Delphine Valenza (D. V.) Le mot "fratrie" désigne pour moi une dynamique familiale, un vivre-ensemble, plutôt qu'un état figé. Or, il n'est pas (ou ne devrait pas être !) question de genre dans ces dynamiques. Chaque famille a sa ou ses dynamiques et ce, sans lien avec sa composition, c'est un peu comme une équipe. Aujourd'hui, nombreux sont les parents à souhaiter élever leurs enfants loin des stéréotypes de genre, de façon indépendante, libre et respectueuse, pour que les générations futures envisagent les notions sociales et militantes à travers un prisme non genré. Pourtant, dans le langage courant et professionnel, on continue de nommer "fratrie" des enfants d'une même cellule familiale, comme si le masculin était une évidence, et même quand celle-ci n'est composée que de filles.

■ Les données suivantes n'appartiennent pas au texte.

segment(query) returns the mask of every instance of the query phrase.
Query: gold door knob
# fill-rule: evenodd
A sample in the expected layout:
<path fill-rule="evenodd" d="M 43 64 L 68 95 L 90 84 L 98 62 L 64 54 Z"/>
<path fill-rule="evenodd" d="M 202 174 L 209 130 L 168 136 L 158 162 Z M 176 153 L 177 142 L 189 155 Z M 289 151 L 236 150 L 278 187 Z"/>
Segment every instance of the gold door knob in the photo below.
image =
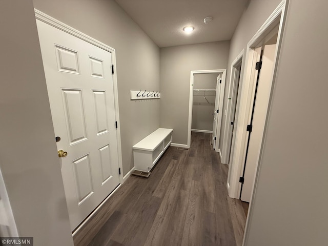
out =
<path fill-rule="evenodd" d="M 67 156 L 67 152 L 63 150 L 59 150 L 58 151 L 58 156 L 59 157 L 66 157 Z"/>

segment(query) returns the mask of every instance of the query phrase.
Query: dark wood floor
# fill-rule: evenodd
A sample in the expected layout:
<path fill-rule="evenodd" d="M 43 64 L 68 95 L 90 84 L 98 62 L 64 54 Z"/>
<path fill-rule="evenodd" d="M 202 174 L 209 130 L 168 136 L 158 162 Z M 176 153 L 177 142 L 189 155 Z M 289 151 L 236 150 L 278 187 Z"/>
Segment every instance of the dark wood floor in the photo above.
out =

E. L. C'est la fameuse règle grammaticale que nous avons toutes et tous apprise, "le masculin l'emporte sur le féminin". Elle conditionne dès le plus jeune âge notre vision du masculin comme universel, inclusif et neutre, par défaut. Mais, à bien y penser, nous sentons-nous toutes et tous concernés par ces accords ou ces terminologies ? Que gagnerait-on à réfléchir à des mots plus inclusifs, plus globaux, pour compléter notre vocabulaire ? Que peut-on en apprendre ?

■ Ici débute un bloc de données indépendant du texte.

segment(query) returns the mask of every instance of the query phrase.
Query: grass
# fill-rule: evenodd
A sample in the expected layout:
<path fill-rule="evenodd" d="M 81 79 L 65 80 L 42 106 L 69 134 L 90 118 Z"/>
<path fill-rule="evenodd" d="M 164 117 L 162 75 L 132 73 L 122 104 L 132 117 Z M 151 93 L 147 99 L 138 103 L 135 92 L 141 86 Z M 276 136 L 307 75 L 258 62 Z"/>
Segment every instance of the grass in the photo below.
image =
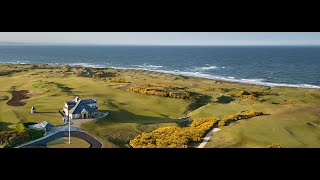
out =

D. V. Pour commencer à répondre à ces questions, j'aimerais évoquer le mot "sororie" par exemple, qui désigne des sœurs et n'est utilisé que de façon marginale. Bien qu'il n'inclue pas non plus toutes les identités, je trouve qu'il a un côté magique et puissant… mais il reste encore trop méconnu, chargé de connotations négatives liées à la sorcellerie ou à l'exclusion des hommes. En revanche, on rencontre maintenant assez couramment le terme "sororité" pour désigner la solidarité entre femmes.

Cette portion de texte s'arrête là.